Hartmut Kay Hirsch Kommunikationspädagoge
Gewidmet meiner Mutter.
Sie gab mir in meiner Kindheit Mut und Zuversicht für meinen Berufswunsch als Erzieher und Lehrer.
Vorwort
1.0 Grundlagen
1.1 Begriffserklärungen
1.2 Gesetze im Kontext der Würde des Menschen
1.2.1 Das Grundgesetz
1.2.2 Das Achte Buch -Sozialgesetzbuch- SGB VIII
1.2.3 Das Schulgesetz am Beispiel des Landes Baden-Württemberg
1.3 Haltungsinterpretationen im Kontext des gesetzlichen Anspruchs
1.3.1 Bisheriger Stand und wie es eigentlich sein sollte
1.3.2 Haltung zur Schulpflicht nach heutiger gesetzlicher Norm
1.3.3 Haltung zu Bewertungsformen nach heutiger gesetzlicher Norm
1.3.4 Haltung zur Selbstbestimmung nach heutiger gesetzl. Norm
1.3.5 Haltung als Indikator erziehungsfördernder Kommunikation
2.0 Standardentwickl. im Kontext des Achten Buch – Sozialgesetzbuch
2.1 Indikatoren für die Gewichtung von Kommunikationspädagogik
2.2 Notwendigkeit eines Kommunikationsstandards
2.3 Kurzvorstellung von Teilen geeigneter Kommunikationsmethoden
2.3.1 Menschenwürdige Kommunikation
2.3.2 Gewaltfreie Kommunikation
2.3.3 Leichte Sprache
2.3.4 Einfache Sprache
3.0 Entwicklung von Leitlinien in der pädagogischen Kommunikation
4.0 Qualitätssicherung
4.1 Qualifikationsmerkmale
4.2 Weiterbildung
4.3 Kommunikationsbeauftragte
Schlusswort
Stellen Sie sich vor, Sie befinden sich in einer meiner Seminare und ich stelle Ihnen folgende Eingangsfrage:
“Was müsste ich als pädagogische Fachkraft alles tun, um von einem jungen Menschen, den ich zu einer selbstbestimmten, eigenverantwortlichen und gemeinschaftsfähigen Persönlichkeit erziehen soll, anschließend die schlechteste Bewertung für meine Erziehungsleistung zu erhalten?“
Die Frage würde Sie anfangs vermutlich zum Schmunzeln bringen.
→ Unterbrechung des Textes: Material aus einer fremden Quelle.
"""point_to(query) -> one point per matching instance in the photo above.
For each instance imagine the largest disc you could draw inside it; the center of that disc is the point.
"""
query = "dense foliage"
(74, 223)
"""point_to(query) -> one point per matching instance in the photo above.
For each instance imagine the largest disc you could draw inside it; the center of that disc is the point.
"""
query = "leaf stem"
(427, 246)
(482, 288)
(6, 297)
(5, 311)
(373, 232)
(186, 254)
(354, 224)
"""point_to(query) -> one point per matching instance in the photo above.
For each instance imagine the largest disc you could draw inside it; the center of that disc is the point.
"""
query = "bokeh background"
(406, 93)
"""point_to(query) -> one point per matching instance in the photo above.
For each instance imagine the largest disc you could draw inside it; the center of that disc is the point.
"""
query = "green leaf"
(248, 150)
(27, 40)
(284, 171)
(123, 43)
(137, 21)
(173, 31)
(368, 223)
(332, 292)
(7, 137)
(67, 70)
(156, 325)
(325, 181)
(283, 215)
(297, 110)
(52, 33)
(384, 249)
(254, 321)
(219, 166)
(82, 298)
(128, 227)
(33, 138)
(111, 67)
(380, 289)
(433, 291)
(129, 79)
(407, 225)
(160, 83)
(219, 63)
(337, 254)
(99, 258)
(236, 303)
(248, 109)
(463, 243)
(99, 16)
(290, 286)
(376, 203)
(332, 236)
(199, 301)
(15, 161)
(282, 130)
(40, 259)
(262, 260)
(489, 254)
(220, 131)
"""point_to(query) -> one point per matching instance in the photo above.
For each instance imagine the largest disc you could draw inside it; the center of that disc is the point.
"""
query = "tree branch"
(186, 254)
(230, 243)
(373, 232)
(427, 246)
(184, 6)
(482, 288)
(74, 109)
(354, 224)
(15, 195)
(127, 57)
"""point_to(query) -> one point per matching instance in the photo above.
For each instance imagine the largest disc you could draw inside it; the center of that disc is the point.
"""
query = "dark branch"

Später würden die Antworten im Abgleich mit der aktuellen Kommunikationsrealität immer deutlicher werden lassen, in welcher katastrophalen Situation unser Erziehungs- und Bildungssystem derzeit eigentlich steckt.
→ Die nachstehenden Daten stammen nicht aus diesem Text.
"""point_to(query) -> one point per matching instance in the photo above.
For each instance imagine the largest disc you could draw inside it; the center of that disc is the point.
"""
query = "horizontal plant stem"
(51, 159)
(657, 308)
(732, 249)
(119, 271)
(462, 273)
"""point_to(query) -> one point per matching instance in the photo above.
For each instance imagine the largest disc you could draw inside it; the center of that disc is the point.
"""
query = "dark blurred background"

Sowohl kommunikativ wie auch dadurch visuell resultierend werden die tatsächlichen anerzogenen Haltungen sichtbar. Insbesondere die Rückfrage auf den Begriff - Selbstbestimmung - wie: “Tja dürfen dann Kinder nun auf den Tischen stehen, auf uns herabsehen und machen, was sie wollen?“ offenbart eine geprägte innere Haltung der bisherigen Erziehungsgewohnheiten und -ansprüche älterer Pädagogen. Hier ist ernsthaft folgende Hinterfragung zielführend, um die neue Situation ab Januar 2022 zu verdeutlichen:
Ich frage mich hier grundsätzlich, von welchen Menschen ich eigentlich bisher erzogen und geprägt wurde. Ist denn tatsächlich davon auszugehen, dass genau diese Frage stellenden Pädagogen in ihrer eigenen Kindheit und Jugendzeit auf den Tischen gestanden hätten und kein Gehör ihren Begleitern gegeben hätten, hätte man ihnen damals Selbstbestimmung zuerkannt und anerzogen? Diese Furcht vor Folgen, die sie heute der Selbstbestimmung zuschreiben, wäre diese tatsächlich bei ihnen selbst berechtigt gewesen? Und von solchen eigentlichen Rowdys, die durch Fehlen der Selbstbestimmung in ihrer Erziehung leider doch noch brave Menschen geworden sind, wurde ich erzogen? Solchen Menschen, die ihre brutalen, randalierenden und gewalttätigen Bedürfnisse durch strenge Erzieher unterdrücken mussten, soll ich nun meine Kinder überlassen? In welcher Scheinwelt voller unterdrückter Gefühle habe ich eigentlich bisher gelebt? Wie soll ich bei solch einer Haltung zu dem Begriff Selbstbestimmung die jeweilige Person eigentlich betrachten und verstehen?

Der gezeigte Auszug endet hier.